I am reviewing your notes from your workshop on assumptions. You have made it very clear how to analyze normality for regressions, but I could not find how to determine normality for ANOVAs. Do I check for normality for each independent variable separately? Where do I get the residuals? What plots do I run? Thank you!

I received this great question this morning from a past participant in my Assumptions of Linear Models workshop.

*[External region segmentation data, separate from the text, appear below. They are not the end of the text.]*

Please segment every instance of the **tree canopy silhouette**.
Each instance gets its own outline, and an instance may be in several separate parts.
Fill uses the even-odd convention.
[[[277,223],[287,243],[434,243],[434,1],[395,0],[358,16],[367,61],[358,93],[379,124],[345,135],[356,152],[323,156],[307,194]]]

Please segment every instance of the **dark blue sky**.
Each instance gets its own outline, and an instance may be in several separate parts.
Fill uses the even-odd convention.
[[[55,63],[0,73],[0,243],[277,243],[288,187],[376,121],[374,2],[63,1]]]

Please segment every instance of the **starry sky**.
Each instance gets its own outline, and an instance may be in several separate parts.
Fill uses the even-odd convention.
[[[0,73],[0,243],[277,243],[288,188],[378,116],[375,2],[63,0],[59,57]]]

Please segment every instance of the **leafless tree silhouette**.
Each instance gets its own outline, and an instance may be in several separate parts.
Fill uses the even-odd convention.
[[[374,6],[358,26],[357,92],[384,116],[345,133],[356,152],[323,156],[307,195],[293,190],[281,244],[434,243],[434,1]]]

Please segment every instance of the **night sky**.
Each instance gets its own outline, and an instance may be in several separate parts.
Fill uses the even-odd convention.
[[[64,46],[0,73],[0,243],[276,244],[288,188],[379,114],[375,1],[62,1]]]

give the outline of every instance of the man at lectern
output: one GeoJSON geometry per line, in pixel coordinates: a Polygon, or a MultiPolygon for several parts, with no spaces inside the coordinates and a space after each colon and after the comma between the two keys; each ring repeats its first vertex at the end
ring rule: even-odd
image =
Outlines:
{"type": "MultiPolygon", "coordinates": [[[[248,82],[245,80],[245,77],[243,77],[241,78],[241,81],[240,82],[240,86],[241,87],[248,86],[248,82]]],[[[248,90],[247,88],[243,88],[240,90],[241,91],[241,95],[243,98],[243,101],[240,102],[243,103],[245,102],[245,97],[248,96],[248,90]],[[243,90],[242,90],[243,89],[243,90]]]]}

It’s one of those quick questions without a quick answer. Or rather, without a quick and useful answer. The quick answer is:

Do it exactly the same way. All of it.

The longer, useful answer is this:The assumptions are exactly the same for ANOVA and regression models. The normality assumption is that residuals follow a normal distribution. You usually see it like this:

*ε~ i.i.d. N(0, σ²)*

But what it’s really getting at is the distribution of Y|X. That’s Y given the value of X. Because X values are considered fixed, they have no distributions. Residuals have the same distribution as Y|X. If residuals are normally distributed, it means that Y is normally distributed within a value of X (not necessarily overall).

The only difference between the models is that ANOVAs generally have only categorical predictor variables, whereas regressions tend to have mostly continuous ones. So while the assumption is the same, it plays out differently.

When predictors are continuous, it’s impossible to check for normality of Y separately for each individual value of X. There are too many values of X and there is usually only one observation at each value of X. So you have to use the residuals to check normality.

But when predictors are categorical, there are usually just a few values of X (the categories), and there are many observations at each value of X. So you’ll often see the normality assumption for an ANOVA stated as:

“The distribution of Y within each group is normally distributed.” It’s the same thing as Y|X and *in this context, *it’s the same as saying the residuals are normally distributed.

The concept of a residual seems strange in an ANOVA, and often in that context, you’ll hear them called “errors” instead of “residuals.” But they’re the same thing. It’s the distance between the actual value of Y and the mean value of Y for a specific value of X. Those distances have the same distribution as the Ys within that group.

So in ANOVA, you actually have two options for testing normality. If there really are many values of Y for each value of X (each group), and there really are only a few groups (say, four or fewer), go ahead and check normality separately for each group.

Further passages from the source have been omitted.